Biliary cancer is a rare but aggressive type of cancer that forms in the tubes that carry digestive fluid — or bile — through the liver. The cancer claims the lives of more than 700 Australians every year, and several thousands in parts of Asia, particularly North East Thailand.

But a three-year NHMRC grant awarded in 2020 and the power of international collaboration are hoping to change these statistics, with a study that is investigating novel immunotherapy treatments and expanding our knowledge of this poorly understood disease.

“Cancers of the biliary tract are often diagnosed very late,” says Professor John Mariadason, study lead and Head of ONJCRI Gastrointestinal Cancers Program and Oncogenic Transcription Laboratory

“These cancers are also relatively rare, making them difficult to study and understand. For patients, this contributes to their poor prognosis and few effective treatment options. We’re hoping to change that with our research.”

The research grant builds on existing collaborative research with scientists from La Trobe University School of Cancer Medicine, Australia; Khon Kaen University, Thailand; and Keio University, Japan.
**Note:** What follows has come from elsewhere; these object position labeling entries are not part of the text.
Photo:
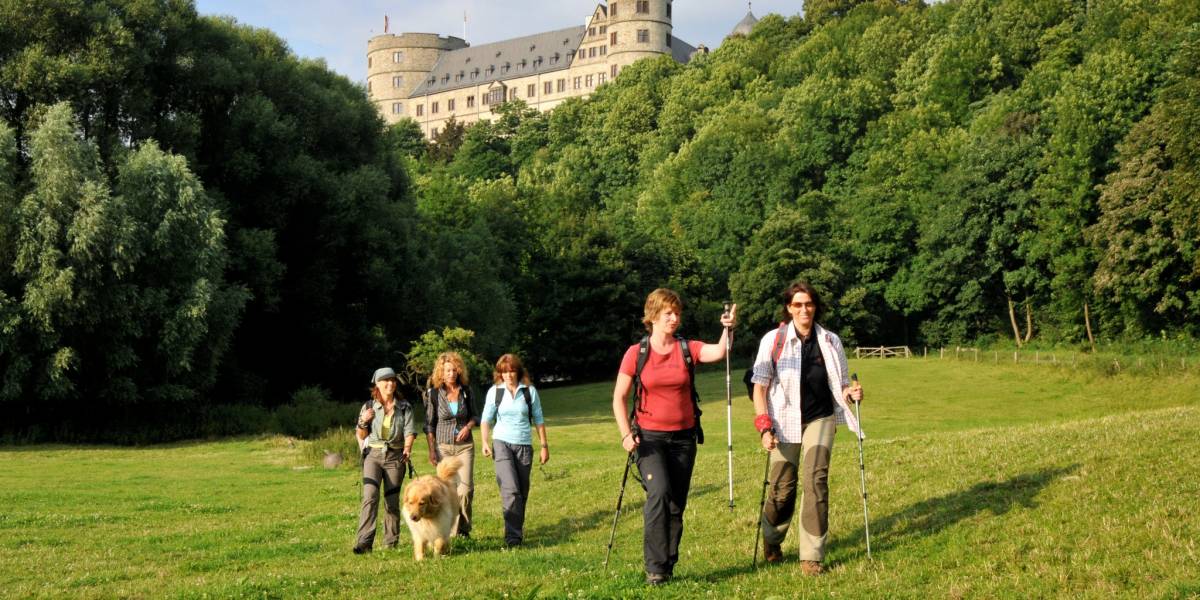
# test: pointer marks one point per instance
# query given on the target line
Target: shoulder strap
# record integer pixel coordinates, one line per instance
(778, 348)
(643, 352)
(525, 391)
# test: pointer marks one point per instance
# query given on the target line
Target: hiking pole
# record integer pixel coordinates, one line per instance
(729, 403)
(762, 503)
(612, 535)
(862, 469)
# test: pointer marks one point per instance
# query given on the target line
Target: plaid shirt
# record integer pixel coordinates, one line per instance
(784, 395)
(438, 419)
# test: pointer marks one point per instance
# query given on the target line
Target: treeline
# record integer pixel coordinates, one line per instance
(191, 219)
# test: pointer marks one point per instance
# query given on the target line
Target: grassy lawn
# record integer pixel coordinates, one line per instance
(985, 480)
John and his Lab have been collaborating with the international researchers for the past four years, publishing a breakthrough paper in 2019, identifying specific genetic changes in 25 biliary cancer cell lines that could inform personalised treatment plans.

The team which includes medical oncologist Oliver Klein and translational scientist A/Prof Andreas Behren at the ONJCRI then discovered that some biliary cancer patients respond to immunotherapy. They also found that the biology of biliary tumours could be broken down into two main groups — the first is when the cancer cells still resemble the normal cells, and the second is when the cells have changed their shape quite considerably.

Using this information, the international team are now exploring novel immunotherapies for biliary tract cancer and seeking to understand why only some patients respond to these treatments. They will also conduct hypothesis-driven drug screening to target the two groups of biliary cancers.

“The Thai and Japanese teams see a lot of biliary tract cancer patients as they’ve worked with this cancer for a long time and have developed expertise in this area,” says John.

Because biliary cancer is rare, the team will combine tumour samples from Australia, Japan and Thailand to discover trends that can inform cancer behaviour and response to treatment.